A los pocos minutos, el rancho se convierte en una caja de sorpresas, de preguntas y suposiciones: ¡Qué raro que nadie escuchó nada! ¿Cuándo se fueron? ¿Qué rumbo tomaron? ¿Por qué se fueron sin despedirse?
El dueño de casa no pudo encontrar afuera ningún rastro, -¡Ni una pisada!- que diera respuesta a tantos interrogantes, porque la explicación se encontraba en esa cocina grande de aquel rancho pequeño: arriba de la mesa, cubierta con un repasador, está la fuente con tortas fritas calentitas y una esquelita escrita con luminosas letras de amor: “¡Gracias por ayudarnos!
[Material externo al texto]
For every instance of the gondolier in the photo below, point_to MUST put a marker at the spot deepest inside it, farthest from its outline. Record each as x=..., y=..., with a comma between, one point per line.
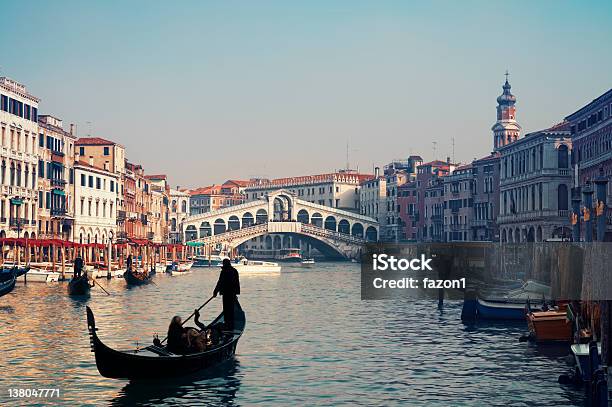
x=229, y=287
x=78, y=267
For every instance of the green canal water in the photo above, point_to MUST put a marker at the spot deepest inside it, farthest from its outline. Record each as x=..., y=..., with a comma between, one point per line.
x=309, y=340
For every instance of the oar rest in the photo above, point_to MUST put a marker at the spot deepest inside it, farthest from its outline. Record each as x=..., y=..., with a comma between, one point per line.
x=159, y=350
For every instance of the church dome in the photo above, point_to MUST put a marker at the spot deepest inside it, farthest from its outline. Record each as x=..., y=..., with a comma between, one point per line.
x=506, y=98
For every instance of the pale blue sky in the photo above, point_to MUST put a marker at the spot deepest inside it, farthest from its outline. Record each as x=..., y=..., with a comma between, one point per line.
x=206, y=91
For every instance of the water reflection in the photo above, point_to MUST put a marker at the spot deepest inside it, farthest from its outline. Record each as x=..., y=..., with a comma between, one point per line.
x=214, y=387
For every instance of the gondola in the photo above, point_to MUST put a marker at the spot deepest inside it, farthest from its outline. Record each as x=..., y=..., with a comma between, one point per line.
x=17, y=270
x=7, y=283
x=156, y=362
x=79, y=286
x=132, y=278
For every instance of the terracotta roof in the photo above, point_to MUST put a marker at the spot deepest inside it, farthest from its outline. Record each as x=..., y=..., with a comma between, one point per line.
x=93, y=141
x=463, y=167
x=435, y=163
x=240, y=183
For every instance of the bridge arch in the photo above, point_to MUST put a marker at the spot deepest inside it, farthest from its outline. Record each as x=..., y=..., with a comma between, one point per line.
x=357, y=230
x=191, y=233
x=205, y=229
x=316, y=219
x=330, y=223
x=219, y=226
x=344, y=227
x=233, y=223
x=247, y=219
x=261, y=216
x=303, y=216
x=371, y=234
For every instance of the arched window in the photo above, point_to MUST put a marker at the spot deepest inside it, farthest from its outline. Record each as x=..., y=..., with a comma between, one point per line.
x=562, y=156
x=562, y=197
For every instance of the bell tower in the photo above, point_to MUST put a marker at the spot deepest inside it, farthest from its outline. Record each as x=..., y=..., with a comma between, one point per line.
x=506, y=129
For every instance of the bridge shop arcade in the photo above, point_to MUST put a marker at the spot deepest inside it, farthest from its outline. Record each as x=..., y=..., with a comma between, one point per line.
x=279, y=220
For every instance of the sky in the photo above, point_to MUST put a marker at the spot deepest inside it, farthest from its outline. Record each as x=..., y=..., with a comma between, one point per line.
x=207, y=91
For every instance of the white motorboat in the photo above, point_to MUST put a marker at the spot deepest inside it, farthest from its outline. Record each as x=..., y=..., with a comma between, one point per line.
x=175, y=273
x=36, y=275
x=245, y=266
x=185, y=266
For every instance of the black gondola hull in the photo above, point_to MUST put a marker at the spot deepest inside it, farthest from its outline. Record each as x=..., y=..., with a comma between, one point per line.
x=135, y=365
x=131, y=279
x=7, y=285
x=79, y=286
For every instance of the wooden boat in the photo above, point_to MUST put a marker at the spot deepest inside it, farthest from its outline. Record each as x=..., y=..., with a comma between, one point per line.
x=7, y=283
x=156, y=362
x=488, y=309
x=138, y=278
x=79, y=286
x=551, y=325
x=581, y=356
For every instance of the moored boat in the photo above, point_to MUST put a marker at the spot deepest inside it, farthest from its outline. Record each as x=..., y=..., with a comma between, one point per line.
x=136, y=278
x=488, y=309
x=156, y=361
x=214, y=260
x=547, y=326
x=7, y=282
x=36, y=275
x=79, y=286
x=581, y=356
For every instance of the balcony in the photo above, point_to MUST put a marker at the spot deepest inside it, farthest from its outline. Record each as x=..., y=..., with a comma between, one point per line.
x=481, y=222
x=58, y=212
x=58, y=182
x=18, y=223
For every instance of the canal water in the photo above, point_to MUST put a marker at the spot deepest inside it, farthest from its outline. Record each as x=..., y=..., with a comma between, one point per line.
x=309, y=340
Les dejamos este regalo por las atenciones recibidas. ¡Nunca los olvidaremos! María y Jesús”.
Y era por eso entonces que esa criolla de ley cantaba esta estrofita en tiempo de cielito:
“Con harina, sal y grasa
una masa voy a hacer.
Las tortitas de la Virgen,
¡vengan todos a comer!”
Y como contaba la abuela de mi “Tía Vieja”: así fue como en ese hogar de escasos recursos económicos y muy rico en valores, se prepararon las primeras tortas fritas de la historia, amasadas con amor por las santas manos de la Virgen María, la madre de todos nosotros, ella nos enseña a compartir lo poco o lo mucho que tenemos con nuestro prójimo, para construir unidos un mundo más justo.